A bartender with the last name of Sullivan immediately got together with her sisters to open a worthy successor to Kavanagh's, and Sullivan's was born. It'd probably still be my spot were I to brave the elements for the Saint Patrick's Day Parade this year.

When it comes to the parade, it's all about "your spot." Your crew - family, friends, classmates, even people who want to fight you - they all need to know exactly where to find you amongst the madness.

And folks do set up shop. There are lawn chairs aplenty, some unfolded as the sun rises on downtown New Haven, with coolers (no more booze!), and other accoutrements that make taking in the entire spectacle doable - not unlike the set-ups one totes along for a day at the beach.

But the Saint Patrick's Day Parade is no day at the beach. The low hum turns to rattle sometime around midday, bagpipes and drums both near and far, green as far as the eye can see. By nightfall drink specials are easy to find pretty much everywhere within walking distance, and even out in the 'burbs, with plenty of menu staples having their prices slashed and with good reason: they are often dyed green in honor of the day.

Have you ever had "Green Eggs & Ham?" I have. Many times. And it had to do with a Saint, not a Seuss. Not as tantalizing to the eye, but every bit as tasty.

The parades are getting increasingly difficult to hold, thanks to town and city budgets being slashed, economic woes a blow to such festivities. Fundraisers are a must to keep the revelry going strong. There were several in advance of this year's New Haven parade, but Elm City (and all the greater New Haven residents) reach for their wallets happily so that the party can continue.

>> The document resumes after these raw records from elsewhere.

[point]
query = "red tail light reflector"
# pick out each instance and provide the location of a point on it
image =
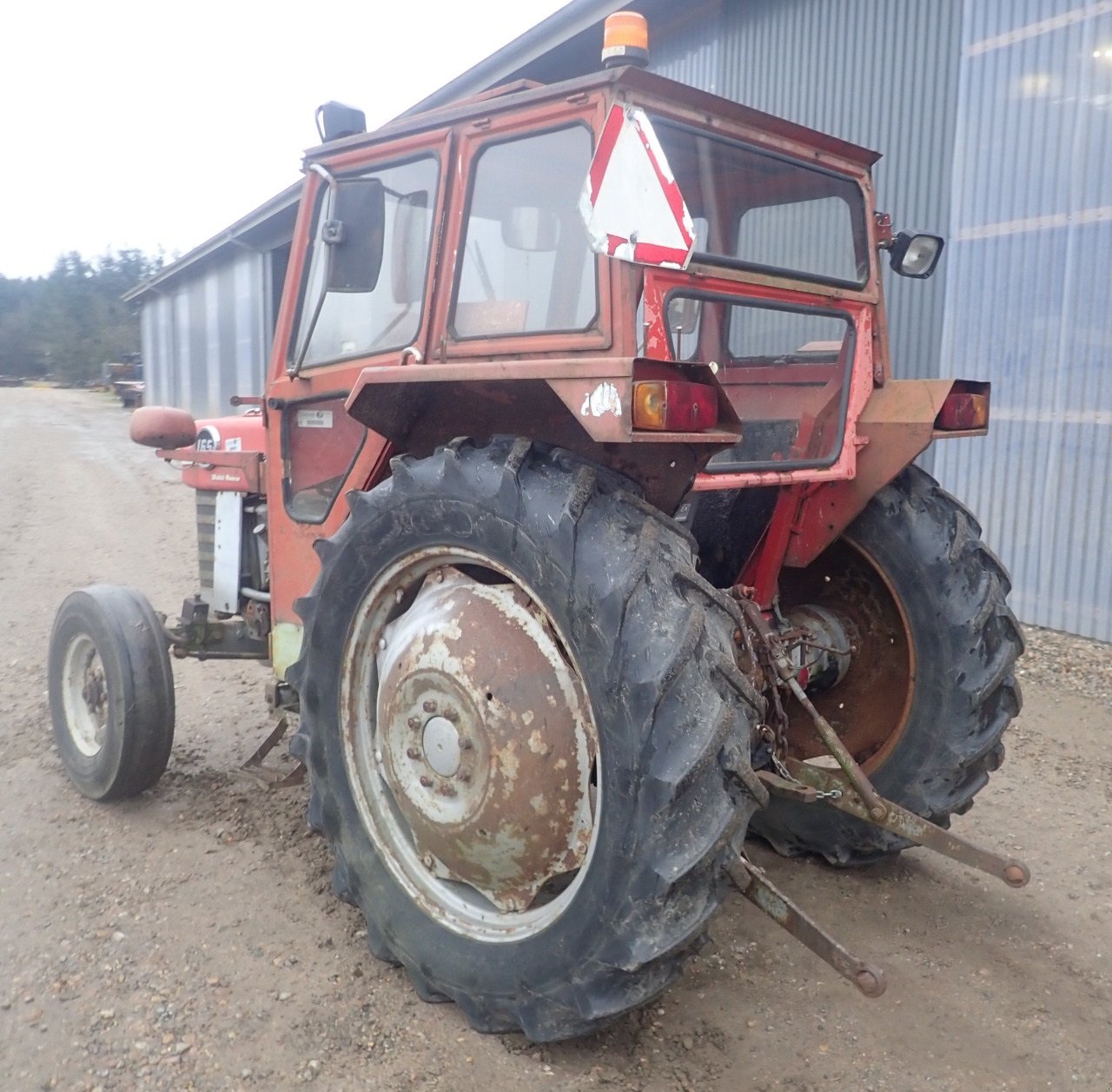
(963, 412)
(674, 406)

I vividly recall the first year I realized that several guys I had graduated high school with were amongst the firefighters dutifully walking in the parade. It was a surreal moment really. When I stopped and thought about it, we'd only just been there as raucous high school students a few years earlier, yet now here they were in full regalia, proud to represent not only the city, but their fathers and grandfathers, most of them born into a family of firefighters.

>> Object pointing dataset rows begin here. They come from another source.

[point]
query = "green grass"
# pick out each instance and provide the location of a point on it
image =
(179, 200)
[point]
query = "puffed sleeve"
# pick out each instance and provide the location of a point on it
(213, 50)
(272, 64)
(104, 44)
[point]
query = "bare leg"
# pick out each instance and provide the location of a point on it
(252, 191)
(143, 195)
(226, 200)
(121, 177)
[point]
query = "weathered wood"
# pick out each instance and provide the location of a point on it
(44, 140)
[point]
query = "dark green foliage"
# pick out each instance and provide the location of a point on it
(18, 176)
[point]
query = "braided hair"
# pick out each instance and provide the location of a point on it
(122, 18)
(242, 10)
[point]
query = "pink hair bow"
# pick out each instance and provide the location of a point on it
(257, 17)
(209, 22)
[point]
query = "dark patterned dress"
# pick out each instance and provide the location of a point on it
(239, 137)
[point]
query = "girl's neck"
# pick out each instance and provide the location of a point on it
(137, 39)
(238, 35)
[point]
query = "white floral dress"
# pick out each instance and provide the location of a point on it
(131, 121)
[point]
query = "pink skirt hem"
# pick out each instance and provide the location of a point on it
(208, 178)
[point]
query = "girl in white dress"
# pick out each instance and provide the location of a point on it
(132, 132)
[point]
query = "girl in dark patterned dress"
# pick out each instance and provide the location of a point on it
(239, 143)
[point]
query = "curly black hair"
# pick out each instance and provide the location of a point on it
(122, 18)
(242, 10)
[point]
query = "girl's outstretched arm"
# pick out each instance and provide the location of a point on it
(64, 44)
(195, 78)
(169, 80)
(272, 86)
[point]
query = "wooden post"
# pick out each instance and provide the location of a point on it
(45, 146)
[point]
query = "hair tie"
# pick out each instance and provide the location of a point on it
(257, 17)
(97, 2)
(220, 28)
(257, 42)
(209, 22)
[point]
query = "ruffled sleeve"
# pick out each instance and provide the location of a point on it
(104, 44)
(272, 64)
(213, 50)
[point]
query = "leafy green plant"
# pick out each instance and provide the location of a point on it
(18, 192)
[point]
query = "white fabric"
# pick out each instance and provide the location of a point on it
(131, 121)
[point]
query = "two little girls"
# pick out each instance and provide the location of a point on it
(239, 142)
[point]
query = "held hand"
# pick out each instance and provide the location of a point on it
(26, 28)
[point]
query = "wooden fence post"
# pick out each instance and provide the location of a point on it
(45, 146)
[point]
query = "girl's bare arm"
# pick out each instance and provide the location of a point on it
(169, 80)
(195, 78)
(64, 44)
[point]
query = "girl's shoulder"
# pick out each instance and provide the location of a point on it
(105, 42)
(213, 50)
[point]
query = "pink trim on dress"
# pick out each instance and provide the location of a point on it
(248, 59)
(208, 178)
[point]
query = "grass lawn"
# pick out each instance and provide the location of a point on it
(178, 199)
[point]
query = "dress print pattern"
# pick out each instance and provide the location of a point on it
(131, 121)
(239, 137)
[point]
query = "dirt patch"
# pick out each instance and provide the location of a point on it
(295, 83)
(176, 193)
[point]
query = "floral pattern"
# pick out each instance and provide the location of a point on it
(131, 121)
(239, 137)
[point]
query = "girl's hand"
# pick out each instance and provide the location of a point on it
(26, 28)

One year I wasn't far behind the NHFD, part of a collection of local radio personalities dispatched to toss freebie T-shirts and other radio station swag to the folks lining both sides of the street. There would be the occasional full stop as you marched in the parade - sometimes for a few minutes at a time - and during one of them I caught up with an old classmate. There we stood, side by side, the late Jimbo Blakeslee clad in his fireman’s uniform and looking like he belonged in a movie made in the 1940s and me decked out in a KC101 T-shirt, with platinum blond hair and my old sneakers spray-painted green.

We'd both attended Notre Dame together from 1981-1983, neither of us making it to graduation. A girl from the Notre Dame/Sacred Heart mixers of our youth burst from the crowd just then and said she just had to get a picture of us together.

We put our arms around each other and just as we were about to say ‘cheese’ Blakeslee said, "If Brother Joe could see us now!"

I'd give anything for a copy of that shot.

Editor’s note: New Haven’s St. Patrick’s Day Parade has been postponed this year, due to the recent Coronavirus outbreak.